I’m not a cat person.  I’ve had hamsters, ducks, rabbits, geckos and other reptiles, parrots, and several dogs, but I’ve never had a cat as a pet.  Oh, I’ve known some delightful cats who managed to combine elegance and aloofness with winning moments of affection.   I’ve also known some CFH (cats from hell).  One in particular terrorized me in my first post-college apartment.  The furball in question was my roommate’s and we shared a small place in a questionable block on the upper, upper west side of Manhattan.  It was the kind of block that, back in the day, you were scared to walk through alone at night, especially if you were young and female.  And yet, I felt safer among the drug dealers and pimps who owned the neighborhood than in my apartment with the homicidal cat.  My roommate, who loved the beast, thought her kitty was adorable—even when he flew at you with claws fully extended and spittle flying from his open mouth (seriously, he was possessed by Satan).  Happily, our association ended without harm to animal or human, but it could have gone badly for both.  After that episode, I considered pot-bellied pigs, skunks, spider monkeys and miniature horses as pets (actually, I considered them for my husband who is crazy about animals) but never a cat.

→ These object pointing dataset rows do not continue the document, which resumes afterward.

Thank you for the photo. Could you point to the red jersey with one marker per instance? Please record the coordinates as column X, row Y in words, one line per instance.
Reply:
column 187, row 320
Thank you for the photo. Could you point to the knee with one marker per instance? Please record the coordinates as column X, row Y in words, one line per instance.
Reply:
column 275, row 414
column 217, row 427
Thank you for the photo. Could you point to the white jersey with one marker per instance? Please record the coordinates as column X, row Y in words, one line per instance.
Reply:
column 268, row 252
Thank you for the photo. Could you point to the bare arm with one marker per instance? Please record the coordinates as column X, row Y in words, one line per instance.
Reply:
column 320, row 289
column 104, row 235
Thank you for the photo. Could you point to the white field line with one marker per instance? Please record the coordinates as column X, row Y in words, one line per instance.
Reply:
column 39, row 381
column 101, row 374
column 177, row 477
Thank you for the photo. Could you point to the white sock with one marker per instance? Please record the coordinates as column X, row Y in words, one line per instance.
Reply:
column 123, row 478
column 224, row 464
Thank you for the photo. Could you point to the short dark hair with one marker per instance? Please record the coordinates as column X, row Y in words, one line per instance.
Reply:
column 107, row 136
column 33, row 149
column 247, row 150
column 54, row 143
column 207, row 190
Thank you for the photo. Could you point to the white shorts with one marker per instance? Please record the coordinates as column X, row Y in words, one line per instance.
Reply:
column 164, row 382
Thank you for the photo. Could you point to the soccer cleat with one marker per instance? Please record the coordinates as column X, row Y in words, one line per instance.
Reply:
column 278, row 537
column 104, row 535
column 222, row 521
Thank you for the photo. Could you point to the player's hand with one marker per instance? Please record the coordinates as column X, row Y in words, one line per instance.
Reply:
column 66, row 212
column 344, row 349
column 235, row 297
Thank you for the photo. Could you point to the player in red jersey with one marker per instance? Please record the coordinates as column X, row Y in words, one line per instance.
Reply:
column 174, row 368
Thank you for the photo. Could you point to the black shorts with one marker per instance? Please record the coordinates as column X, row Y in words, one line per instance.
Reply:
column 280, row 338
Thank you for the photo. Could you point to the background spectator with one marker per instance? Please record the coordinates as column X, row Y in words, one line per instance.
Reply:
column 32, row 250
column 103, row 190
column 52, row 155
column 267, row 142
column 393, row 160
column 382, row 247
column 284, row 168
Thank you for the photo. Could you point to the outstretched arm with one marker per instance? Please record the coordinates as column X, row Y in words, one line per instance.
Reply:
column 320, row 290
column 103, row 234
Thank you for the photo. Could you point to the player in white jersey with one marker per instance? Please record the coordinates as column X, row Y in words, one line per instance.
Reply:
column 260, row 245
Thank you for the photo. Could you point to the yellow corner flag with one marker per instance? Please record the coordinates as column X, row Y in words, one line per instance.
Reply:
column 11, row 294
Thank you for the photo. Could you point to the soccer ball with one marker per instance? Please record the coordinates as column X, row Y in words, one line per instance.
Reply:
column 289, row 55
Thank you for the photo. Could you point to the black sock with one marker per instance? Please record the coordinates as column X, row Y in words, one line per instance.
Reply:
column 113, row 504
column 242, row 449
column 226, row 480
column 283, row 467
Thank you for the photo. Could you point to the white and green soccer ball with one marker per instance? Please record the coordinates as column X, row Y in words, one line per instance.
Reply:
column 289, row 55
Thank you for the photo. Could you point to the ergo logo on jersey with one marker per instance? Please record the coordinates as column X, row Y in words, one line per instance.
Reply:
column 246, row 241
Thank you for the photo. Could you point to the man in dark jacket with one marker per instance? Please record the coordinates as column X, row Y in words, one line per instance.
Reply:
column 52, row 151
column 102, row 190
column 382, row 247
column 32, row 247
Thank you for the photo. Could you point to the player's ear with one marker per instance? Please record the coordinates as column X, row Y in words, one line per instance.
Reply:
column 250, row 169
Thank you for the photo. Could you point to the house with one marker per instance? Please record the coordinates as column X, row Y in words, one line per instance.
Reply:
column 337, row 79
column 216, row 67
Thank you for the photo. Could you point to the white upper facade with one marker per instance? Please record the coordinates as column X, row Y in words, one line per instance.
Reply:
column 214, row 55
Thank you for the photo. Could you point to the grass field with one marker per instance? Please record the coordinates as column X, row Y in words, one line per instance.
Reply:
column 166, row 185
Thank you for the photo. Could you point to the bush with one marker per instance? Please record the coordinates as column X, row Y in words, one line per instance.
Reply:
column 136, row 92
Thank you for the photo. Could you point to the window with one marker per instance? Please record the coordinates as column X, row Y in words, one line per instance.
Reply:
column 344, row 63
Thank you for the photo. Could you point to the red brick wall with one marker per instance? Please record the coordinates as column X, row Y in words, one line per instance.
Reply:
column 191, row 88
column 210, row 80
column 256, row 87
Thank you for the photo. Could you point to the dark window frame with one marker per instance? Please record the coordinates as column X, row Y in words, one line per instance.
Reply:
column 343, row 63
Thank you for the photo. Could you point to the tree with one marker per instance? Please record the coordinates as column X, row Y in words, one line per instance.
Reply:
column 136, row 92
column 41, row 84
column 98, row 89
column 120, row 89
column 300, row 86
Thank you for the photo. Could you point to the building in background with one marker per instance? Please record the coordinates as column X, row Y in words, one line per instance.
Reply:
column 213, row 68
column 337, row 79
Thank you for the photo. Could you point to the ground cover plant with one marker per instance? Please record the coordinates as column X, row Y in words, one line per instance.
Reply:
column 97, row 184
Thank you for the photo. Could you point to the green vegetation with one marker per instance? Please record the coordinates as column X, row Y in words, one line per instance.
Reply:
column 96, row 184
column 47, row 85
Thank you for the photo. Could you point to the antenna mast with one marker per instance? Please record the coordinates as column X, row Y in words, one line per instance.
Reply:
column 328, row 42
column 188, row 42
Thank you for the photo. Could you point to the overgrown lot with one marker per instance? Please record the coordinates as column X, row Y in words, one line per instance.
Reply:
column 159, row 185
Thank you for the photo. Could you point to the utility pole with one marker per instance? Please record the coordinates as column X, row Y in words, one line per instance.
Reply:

So, yeah, I’m not a cat person.  And yet, I love pictures of cats doing silly, stupid, adorable things.  I’m the audience for all those websites that show cats with Post-it notes on them or dangling from chandeliers or typing away at a computer keyboard.  ‘Cause, really, who can resist cute kitties and how much better is it when you don’t have to vacuum cat hair off all your clothes and furnishings to get your feline fix.

Because it’s Thanksgiving tomorrow and any of you reading this blog are preoccupied with thoughts of stuffing and how to avoid great-aunt Greta at dinner, instead of e-book pricing and effective query letters, I thought I’d treat you to this site, where every time you hit the 100-word mark you are rewarded with a picture of a pretty puss.

Enjoy!  And happy Thanksgiving to all!

4 Responses to Meowsings

  1. Joelle says:

    I kept hoping this post was going to end with, “But now I’ve seen the light and have adopted a wonderful cat!” I don’t even know how anyone can read without a cat in their lap. :-) But alas, I know cats are not for everyone. My best friend, the writer Eileen Cook, can’t imagine reading without a dog in her lap, which to me would be well…I won’t say utter horror, but totally unthinkable. So you’re not a cat person, that’s good too because, as my husband would say, “More for me!”

    Happy Thanksgiving. I’m very grateful to be one of the clients of this agency. Thanks for having me!

  2. I know a couple of people who could use that site.

    I wasn’t a cat person either until my best friend got some, and then eventually I got one. I’m still more of a dog person at heart, but I’ve warned to them considerably. The problem with cats and writing, though, is that when they want attention, they will not hesitate to meow or jump onto your lap or keyboard and stand in front of your monitor, etc. And they will be totally nonchalant about it, as if they couldn’t fathom why you would mind.

  3. Joelle says:

    Right after I read this post, I was looking at my husband’s latest flickr galleries(he’s a photographer) and he had so many animal pics that I suggested he do a collection of them in one place so he did. He calls it The Ark. Here it is. http://www.flickr.com/photos/21965819@N04/sets/72157628120933117/show/ He’s what you call a street photographer, and now he’s applying it to his animal pics. Definitely more artsy than hilarious (although some are funny). Happy Thanksgiving!

  4. Andrea says:

    Someone once said (I can´t remember who, I think it was a writer): The ancient Egyptians worshipped cats as gods. Cats have not forgotten this. :-)

    I love cats… Their independence, their arrogance, it´s so funny. And a lot of them are master manipulators. I love it when animals outsmart humans.